El esbirro se había ofrecido porque se trataba de algo que se pondría en práctica para salvar apariencias; y esperaba que no se supiese que lo había hecho, porque a la infamia de ser esbirro, se sumaría la de verdugo. Por ello se había forjado el propósito de hacer sufrir al reo de modo de poder decir, con la conciencia limpia y con el testimonio de los colegas presentes, que se había ofrecido para cumplir con ese servicio para no hacerle padecer, porque consideraba que en manos de cualquier otro tendría que haber sufrido. Todo lo cual, si se lo piensa bien, es la justificación que muchos esgrimen para apoyar su vocación o profesión de torturadores. Fuera como fuese, en esa ocasión demostró tener mano ligera: alzó hasta una buena altura esa especie de cafetera, para que el líquido que cayera tuviese tiempo de enfriarse un poco en el aire. La inclinó lentamente, de modo que cayese una gota tras otra, casi a la altura de los tobillos, donde las llagas y heridas no eran visibles aún.
Di Blasi estaba tan habituado al dolor que sólo sentía débiles punzadas, como las de una aguja. Y no se extendió por más de un minuto.
Cuando el presidente dijo «basta», su cuerpo dejó de existir para los jueces.
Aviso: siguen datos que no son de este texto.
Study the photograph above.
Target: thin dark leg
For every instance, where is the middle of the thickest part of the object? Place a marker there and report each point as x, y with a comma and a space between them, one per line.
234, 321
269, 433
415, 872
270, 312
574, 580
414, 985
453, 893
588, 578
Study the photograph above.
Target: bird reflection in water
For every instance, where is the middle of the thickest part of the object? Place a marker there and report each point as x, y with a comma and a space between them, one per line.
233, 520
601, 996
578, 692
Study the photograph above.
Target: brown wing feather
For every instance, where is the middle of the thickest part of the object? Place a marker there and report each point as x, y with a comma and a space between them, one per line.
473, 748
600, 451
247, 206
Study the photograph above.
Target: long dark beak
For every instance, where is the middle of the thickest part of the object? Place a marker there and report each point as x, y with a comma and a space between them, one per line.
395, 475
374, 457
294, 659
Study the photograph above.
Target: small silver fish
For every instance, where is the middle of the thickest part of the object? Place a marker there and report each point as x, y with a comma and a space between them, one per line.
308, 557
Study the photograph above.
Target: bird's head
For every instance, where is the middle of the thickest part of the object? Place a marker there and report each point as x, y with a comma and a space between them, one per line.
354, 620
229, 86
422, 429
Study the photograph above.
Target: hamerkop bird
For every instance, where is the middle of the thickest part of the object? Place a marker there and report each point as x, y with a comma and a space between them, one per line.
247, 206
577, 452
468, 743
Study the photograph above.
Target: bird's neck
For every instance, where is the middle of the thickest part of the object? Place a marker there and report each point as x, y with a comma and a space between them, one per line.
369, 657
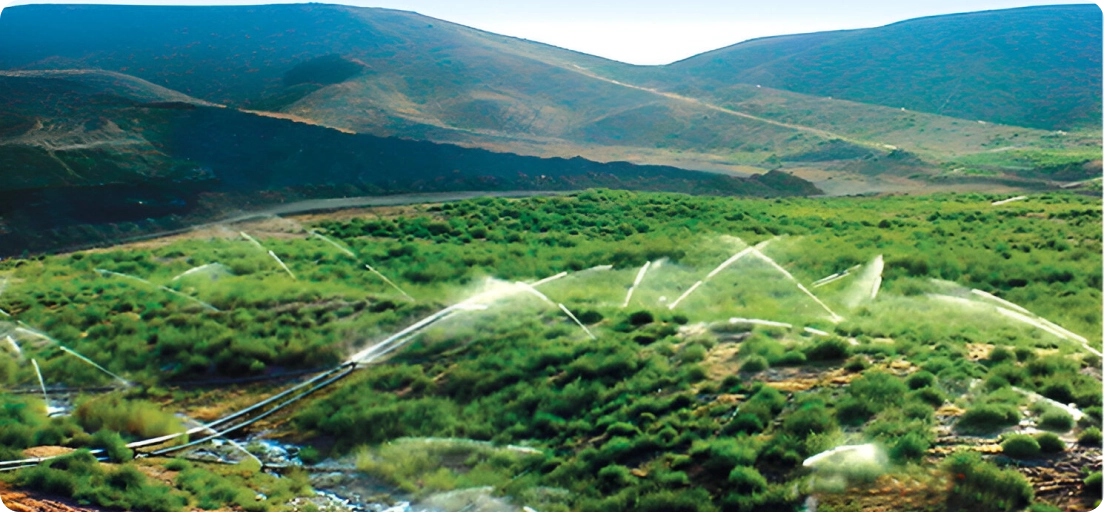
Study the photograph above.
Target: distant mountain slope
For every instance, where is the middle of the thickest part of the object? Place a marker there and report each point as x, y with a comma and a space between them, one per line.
1035, 66
88, 149
400, 74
Su alma quedaba entregada a la confortación de la cofradía de los Blancos.
Lo llevaron, pues, al barrio militar de San Giacomo, en el que estaban situadas las tres iglesias de la Maddalena, de San Paolo y de San Giacomo. En razón de que esta última era la principal, fue destinada para la confortación del principal reo. El cabo Palumbo fue recibido en la de San Paolo, Tinaglia y La Villa en la de la Maddalena.
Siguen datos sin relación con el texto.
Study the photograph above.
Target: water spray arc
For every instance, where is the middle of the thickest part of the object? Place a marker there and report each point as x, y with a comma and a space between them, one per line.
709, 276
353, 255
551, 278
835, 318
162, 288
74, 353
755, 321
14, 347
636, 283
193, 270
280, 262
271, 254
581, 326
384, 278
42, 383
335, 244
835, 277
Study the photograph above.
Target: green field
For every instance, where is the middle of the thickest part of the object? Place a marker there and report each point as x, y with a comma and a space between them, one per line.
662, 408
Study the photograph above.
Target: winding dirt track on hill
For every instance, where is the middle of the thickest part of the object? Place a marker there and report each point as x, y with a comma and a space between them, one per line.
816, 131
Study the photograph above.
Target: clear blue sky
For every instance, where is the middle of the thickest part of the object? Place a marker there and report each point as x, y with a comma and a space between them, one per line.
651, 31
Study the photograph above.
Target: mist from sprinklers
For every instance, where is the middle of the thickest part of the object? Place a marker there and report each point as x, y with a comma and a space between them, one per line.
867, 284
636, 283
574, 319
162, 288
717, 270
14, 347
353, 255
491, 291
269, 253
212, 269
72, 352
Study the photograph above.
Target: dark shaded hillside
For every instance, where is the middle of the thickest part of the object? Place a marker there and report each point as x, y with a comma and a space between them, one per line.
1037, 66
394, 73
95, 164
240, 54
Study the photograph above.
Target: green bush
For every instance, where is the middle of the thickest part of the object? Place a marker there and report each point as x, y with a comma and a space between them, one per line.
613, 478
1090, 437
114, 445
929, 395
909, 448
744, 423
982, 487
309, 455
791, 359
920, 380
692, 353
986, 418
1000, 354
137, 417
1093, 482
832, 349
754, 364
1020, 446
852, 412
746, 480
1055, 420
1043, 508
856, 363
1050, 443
Para los caballeros de la Orden de los Blancos había sido importante elegir a la persona adecuada. Con el fin de confortar las últimas horas de Francesco Paolo Di Blasi, había sido elegido don Francesco Barlotta, príncipe de San Giuseppe: era el hombre exacto para esa función, puesto que después de veinticuatro horas en su compañía hasta la muerte tendría que tomar el aspecto de una solución. Pero Di Blasi no quería entregarse a la muerte como si fuese una solución. Conocía muy bien al príncipe de San Giuseppe y, espantado ante la perspectiva de una conversación acerca de las cosas eternas con un hombre como aquél, después de haber cambiado algunas fórmulas de cortesía, como las que podrían haberse dicho al encontrarse en un paseo o en un salón, Di Blasi dijo que debía escribir algunas cosas, que era su deseo volcar en el papel voluntades y sentimientos que esas horas extremas le sugerían. En realidad no tenía nada que escribir. Hubiera preferido pasar esas horas en soledad.
A punto de comenzar a exponer los temas preparados para confortar al condenado, el príncipe experimentó una cierta desilusión. Se había preparado con empeño. Había leído
El idiota
, en una edición vulgarizada por el príncipe de Butera, y puesto que corría el mes de mayo, había recorrido las páginas de un grueso volumen de
Hebdomadarias Marianas
. Supuso que frente a un individuo que había sido asiduo lector de libros, y tan perverso en su criminalidad, debería apelar a temas de indiscutible doctrina, de verdad radiosa. Hacían al caso, pues, los misterios gozosos, dolorosos y gloriosos de María Santísima. Pero en vista de que Di Blasi se apartó para escribir, el príncipe no tuvo otra cosa que hacer sino orar por él. En un libro que al efecto había llevado consigo, comenzó a leer plegarias de misericordia, de buena muerte y de salvación.